Have you ever solved a problem by thinking how hard it is? No! Only by believing deep inside that there’s a solution to everything. Perhaps you have addressed a particularly irritating situation by whining about it? No! Only by taking the bull by the horns and doing something about it. Can you escape your apathy by wallowing in self-pity, feeling aggrieved or discontented? No! Only by making yourself resistant to the bugs that make you apathetic.
Once you have produced strategies in coping with them, work on it till you’ve extricated yourself in the apathy; like getting out of a quicksand. You deserve to have a terrific life and only you can bring it into reality. You might need to make a few changes in your outlook and perspective in. Changes may be tough and frightening, but the choice is even more frightening and hard to accept. You have to get better or get defeated. It’s easy to spot apathetic individuals in the office. They might not be overtly indifferent to the organization or with their co-workers.

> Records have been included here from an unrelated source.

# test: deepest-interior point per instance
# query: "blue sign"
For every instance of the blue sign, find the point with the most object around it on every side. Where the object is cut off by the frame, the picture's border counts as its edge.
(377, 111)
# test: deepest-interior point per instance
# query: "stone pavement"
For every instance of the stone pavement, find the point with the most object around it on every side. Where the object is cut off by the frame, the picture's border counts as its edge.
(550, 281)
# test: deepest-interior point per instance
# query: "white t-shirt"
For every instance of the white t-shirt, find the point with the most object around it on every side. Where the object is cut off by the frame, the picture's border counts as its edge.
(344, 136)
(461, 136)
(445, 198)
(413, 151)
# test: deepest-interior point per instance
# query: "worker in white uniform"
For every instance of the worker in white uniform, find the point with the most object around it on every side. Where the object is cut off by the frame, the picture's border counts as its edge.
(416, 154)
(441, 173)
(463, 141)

They do not participate in business activities, never work more hours and prepared to make the dashboard at the noise of the buzzer. They do not get the breaks, which, ironically, make them apathetic. If you would like to be counted, stand up and be counted. The workplace environment has no space for fence-sitters and cheerers. But it has a great deal of room for gamers; people that aren’t afraid to roll up their sleeves and dig in to help achieve the business’s organizational targets. Take part, not only be a part.
Procrastination and laziness
These are typical traits of apathetic folks. They spend more time in front of their computers, take longer breaks, more trips to the comfortable area than others, and sit crucial reports. While agreeably it’s hard to break a habit, especially the poor ones, but in which your career aspirations are concerned, you’re left with no option but break them. Smoking may be tricky to break if you know that you don’t have a suspicious spot on your lungs. But if your doctor tells you that you have, I bet you, you’ll stop without being told to.

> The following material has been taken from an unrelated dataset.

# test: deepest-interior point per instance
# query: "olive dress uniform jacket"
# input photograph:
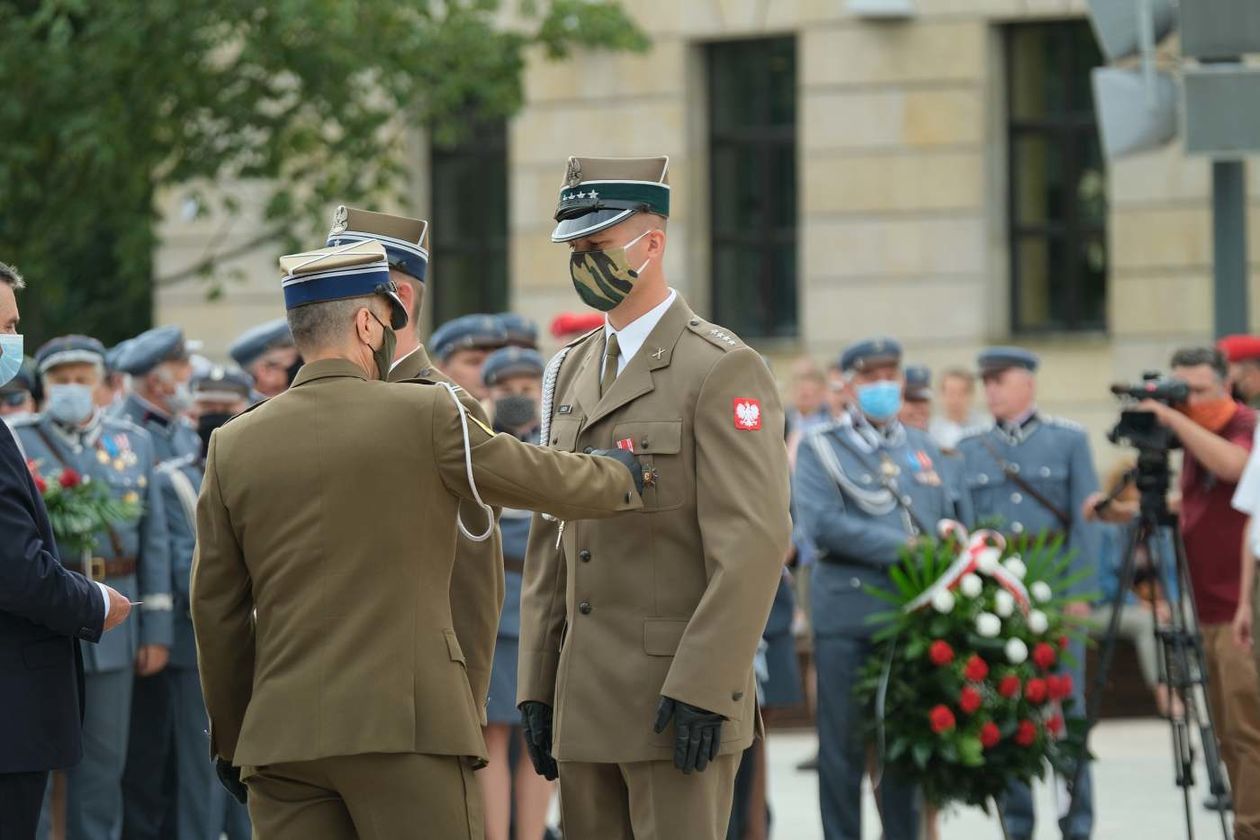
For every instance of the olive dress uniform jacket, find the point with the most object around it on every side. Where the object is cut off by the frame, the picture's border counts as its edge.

Don’t wait for your boss to tell you that your procrastination and laziness are costing you your odds for promotion. It’ll be too late when he does. Getting from apathy, particularly chronic apathy isn’t straightforward. It’s not a single jump, but a series of measures; a procedure. It’s practically re-inventing yourself.
You’ll have to change your mindset, your view of career development, in office inter-personal dynamics. You want to discard old habits and create new ones. You might need to do plenty of compromises and likely even to face issues head-on. You want to make hard decisions and hard choices. But you must make them. You’ll have to be like a fluid – shape to the container you’re poured into, not have it the other way round. It’s similar to resurrecting your livelihood from the deceased. And resurrections are always worth celebrating.

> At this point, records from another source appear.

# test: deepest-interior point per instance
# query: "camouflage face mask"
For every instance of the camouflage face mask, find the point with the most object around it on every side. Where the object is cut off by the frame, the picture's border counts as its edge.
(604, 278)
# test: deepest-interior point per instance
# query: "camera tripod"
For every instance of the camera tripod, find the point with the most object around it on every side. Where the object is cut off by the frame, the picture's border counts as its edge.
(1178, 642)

Give yourself a pat on the trunk or treat yourself to a fantastic dinner for any improvement you make, however small. A poll done by Gallup, a Washington-based polling organization, revealed that nearly half of the workforce globally, hate their jobs They pretend to put in effort but have a tendency to undermine the efforts of the boss and the people they work with. In effect they represent a massive reduction in the productive capacity and sustainability of the organizations. Are you among them? Are you an asset or a liability to the organization that you work with?